Why AI & machine learning need good data
There is an endless conversation taking place right now about artificial (AI) and machine learning. These have rightly been called the technologies of the future, and they will continue to innovate and disrupt for decades to come. What often gets lost in this enthusiasm, however, is the importance of good data.
Think of AI and machine learning like boats and data like water. If you don’t have any water, you don’t need a boat. If you only have a little bit of water, you can probably just swim. Finally, if the water is polluted, you probably want to avoid it no matter what kind of boat you have. The point is that AI and machine learning are not assets on their own. Their value is based entirely on the data that they’re built (or floating) on.
This insight is crucial, yet it’s often overlooked or discounted because cleaning up data is difficult. Regardless of whether that’s true, good data is essential for AI and machine learning to work. Without the cleanest and most complete set of data possible, data-driven insights are never reliable. Follow these steps to ensure yours continues to be an asset:
- Specify Your Objectives – Define in the clearest terms possible why you want to use AI/machine learning and what you hope to achieve. Once your priorities are clear, it’s much easier to define the data and data quality your agenda requires.

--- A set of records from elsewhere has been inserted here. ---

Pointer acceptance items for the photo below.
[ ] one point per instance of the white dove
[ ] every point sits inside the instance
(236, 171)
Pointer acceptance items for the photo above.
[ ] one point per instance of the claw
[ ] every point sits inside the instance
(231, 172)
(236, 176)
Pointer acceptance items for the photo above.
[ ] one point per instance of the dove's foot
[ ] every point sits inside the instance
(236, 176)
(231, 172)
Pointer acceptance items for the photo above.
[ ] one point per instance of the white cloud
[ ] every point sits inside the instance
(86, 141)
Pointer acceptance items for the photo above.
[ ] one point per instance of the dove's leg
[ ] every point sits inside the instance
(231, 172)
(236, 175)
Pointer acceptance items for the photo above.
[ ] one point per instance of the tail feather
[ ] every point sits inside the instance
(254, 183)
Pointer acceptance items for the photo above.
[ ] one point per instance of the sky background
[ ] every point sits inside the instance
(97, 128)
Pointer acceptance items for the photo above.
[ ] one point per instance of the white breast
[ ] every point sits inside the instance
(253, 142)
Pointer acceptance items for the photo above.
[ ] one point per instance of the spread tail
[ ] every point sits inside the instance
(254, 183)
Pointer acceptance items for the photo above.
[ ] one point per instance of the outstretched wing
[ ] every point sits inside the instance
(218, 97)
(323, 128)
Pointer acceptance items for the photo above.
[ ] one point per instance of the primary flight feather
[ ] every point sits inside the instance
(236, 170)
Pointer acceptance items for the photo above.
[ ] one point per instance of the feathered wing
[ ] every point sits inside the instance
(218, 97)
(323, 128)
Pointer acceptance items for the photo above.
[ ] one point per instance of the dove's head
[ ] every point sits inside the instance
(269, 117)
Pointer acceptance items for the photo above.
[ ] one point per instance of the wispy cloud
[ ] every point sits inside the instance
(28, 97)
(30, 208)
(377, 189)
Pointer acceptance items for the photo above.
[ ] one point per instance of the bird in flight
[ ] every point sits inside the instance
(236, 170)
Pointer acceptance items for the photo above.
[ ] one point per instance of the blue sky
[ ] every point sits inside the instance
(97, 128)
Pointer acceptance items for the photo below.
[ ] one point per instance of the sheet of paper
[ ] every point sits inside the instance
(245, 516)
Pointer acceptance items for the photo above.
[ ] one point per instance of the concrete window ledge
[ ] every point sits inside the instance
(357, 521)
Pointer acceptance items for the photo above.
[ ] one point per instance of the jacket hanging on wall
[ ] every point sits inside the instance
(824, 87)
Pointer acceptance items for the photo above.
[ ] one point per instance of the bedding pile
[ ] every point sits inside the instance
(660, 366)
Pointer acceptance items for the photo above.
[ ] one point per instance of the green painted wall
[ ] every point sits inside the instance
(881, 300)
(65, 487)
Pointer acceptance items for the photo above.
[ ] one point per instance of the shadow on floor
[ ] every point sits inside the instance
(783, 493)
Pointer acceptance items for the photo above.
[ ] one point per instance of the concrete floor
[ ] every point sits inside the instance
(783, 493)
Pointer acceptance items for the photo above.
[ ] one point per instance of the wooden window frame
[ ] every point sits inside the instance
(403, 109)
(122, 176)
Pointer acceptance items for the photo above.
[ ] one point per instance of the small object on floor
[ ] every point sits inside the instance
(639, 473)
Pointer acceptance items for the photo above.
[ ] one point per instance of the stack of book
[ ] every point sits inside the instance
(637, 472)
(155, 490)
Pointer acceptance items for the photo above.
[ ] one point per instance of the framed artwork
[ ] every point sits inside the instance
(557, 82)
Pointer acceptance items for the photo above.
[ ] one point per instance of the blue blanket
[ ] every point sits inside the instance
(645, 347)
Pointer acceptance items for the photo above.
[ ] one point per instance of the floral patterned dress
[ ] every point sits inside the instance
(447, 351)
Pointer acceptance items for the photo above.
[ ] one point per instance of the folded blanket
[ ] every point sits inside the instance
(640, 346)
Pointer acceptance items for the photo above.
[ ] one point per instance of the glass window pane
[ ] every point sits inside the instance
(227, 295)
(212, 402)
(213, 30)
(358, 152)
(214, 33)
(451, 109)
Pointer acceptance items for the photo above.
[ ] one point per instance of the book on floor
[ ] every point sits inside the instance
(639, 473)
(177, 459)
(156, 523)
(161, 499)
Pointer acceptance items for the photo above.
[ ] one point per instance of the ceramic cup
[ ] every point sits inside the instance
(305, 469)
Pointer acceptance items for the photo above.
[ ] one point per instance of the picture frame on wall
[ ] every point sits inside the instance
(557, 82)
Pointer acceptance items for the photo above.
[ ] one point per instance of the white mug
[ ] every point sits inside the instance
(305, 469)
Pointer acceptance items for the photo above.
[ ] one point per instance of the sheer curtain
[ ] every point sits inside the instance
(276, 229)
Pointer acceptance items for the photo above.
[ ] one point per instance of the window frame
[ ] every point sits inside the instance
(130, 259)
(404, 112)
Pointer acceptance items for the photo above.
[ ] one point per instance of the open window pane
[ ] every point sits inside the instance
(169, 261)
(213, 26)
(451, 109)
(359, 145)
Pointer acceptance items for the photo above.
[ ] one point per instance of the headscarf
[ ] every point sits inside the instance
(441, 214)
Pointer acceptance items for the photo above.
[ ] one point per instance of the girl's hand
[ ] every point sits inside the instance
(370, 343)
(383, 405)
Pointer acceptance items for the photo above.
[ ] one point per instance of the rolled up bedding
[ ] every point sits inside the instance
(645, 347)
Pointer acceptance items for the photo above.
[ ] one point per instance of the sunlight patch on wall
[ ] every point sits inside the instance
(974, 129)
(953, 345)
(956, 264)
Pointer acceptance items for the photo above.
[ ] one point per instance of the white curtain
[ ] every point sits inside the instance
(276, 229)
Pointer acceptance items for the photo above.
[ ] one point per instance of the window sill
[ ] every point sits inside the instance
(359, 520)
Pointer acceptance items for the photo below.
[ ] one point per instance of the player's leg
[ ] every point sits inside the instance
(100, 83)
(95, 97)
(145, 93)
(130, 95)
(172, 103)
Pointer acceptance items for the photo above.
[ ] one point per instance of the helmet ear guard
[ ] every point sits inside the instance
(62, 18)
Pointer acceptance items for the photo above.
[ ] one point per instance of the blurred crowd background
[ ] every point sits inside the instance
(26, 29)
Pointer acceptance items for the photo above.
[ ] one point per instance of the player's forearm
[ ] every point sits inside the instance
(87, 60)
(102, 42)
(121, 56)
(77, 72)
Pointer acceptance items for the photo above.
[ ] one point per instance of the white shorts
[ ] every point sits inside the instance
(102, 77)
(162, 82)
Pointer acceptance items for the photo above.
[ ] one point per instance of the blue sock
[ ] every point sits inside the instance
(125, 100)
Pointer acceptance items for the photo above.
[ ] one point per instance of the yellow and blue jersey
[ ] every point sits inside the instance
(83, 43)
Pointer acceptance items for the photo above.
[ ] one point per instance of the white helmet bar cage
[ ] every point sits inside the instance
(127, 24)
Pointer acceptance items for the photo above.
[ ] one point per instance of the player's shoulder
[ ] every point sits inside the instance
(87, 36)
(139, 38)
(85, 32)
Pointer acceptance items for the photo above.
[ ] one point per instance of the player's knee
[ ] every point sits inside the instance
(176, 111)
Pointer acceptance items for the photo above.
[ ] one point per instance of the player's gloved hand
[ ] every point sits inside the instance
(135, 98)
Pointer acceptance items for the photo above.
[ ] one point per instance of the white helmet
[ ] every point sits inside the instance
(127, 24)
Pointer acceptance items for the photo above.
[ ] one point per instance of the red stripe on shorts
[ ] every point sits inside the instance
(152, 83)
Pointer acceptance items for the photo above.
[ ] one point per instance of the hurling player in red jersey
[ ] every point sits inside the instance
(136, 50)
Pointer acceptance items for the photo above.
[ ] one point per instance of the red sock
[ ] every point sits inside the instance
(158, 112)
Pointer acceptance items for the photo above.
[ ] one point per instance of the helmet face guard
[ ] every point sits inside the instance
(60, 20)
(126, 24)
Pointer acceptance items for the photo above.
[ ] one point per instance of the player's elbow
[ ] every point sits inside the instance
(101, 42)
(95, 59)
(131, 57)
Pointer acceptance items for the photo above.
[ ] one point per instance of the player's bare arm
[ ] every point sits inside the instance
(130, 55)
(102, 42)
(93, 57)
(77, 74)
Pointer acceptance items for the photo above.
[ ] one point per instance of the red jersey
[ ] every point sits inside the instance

- Plan for Data Improvements – Cleaning up your data is going to take time and labor. There is no way around it. Acknowledge this fact, then build the data improvement process into your plans and timeline. It may set your agenda back by weeks or months, but it ensures your effort is not wasted.
- Record Your Efforts – Analytics is a systematic effort, and data management must follow suit. In order to avoid gaps/crack or duplication/redundancy in your efforts, keep a careful audit trail of your actions. The goal is to ensure that all data in all locations receive all the attention it requires.
- Assign a Manager – It’s easy for data management to fall down the to-do list. Task someone with monitoring and managing the effort so that it stays on track. Ask this person to create timelines/benchmarks, then report regularly about progress or setbacks.
- Get Independent Assurance – Institutional bias can creep into the data management process without warning. As a result, data that might seem “high-quality” could be exactly the opposite. The final step in any improvement initiative is to have the data independently assessed. It’s easy (and tempting) to skip this step, but it’s risky as well.
Data management is an ongoing effort. The good news is that an early investment pays long-term dividends. The sooner that companies get their data in order, the sooner they can roll out AI and machine learning. More importantly, since they took the time to improve their data upfront, new technologies pay off in less time. In this case, responsibility and restraint are the sound strategies.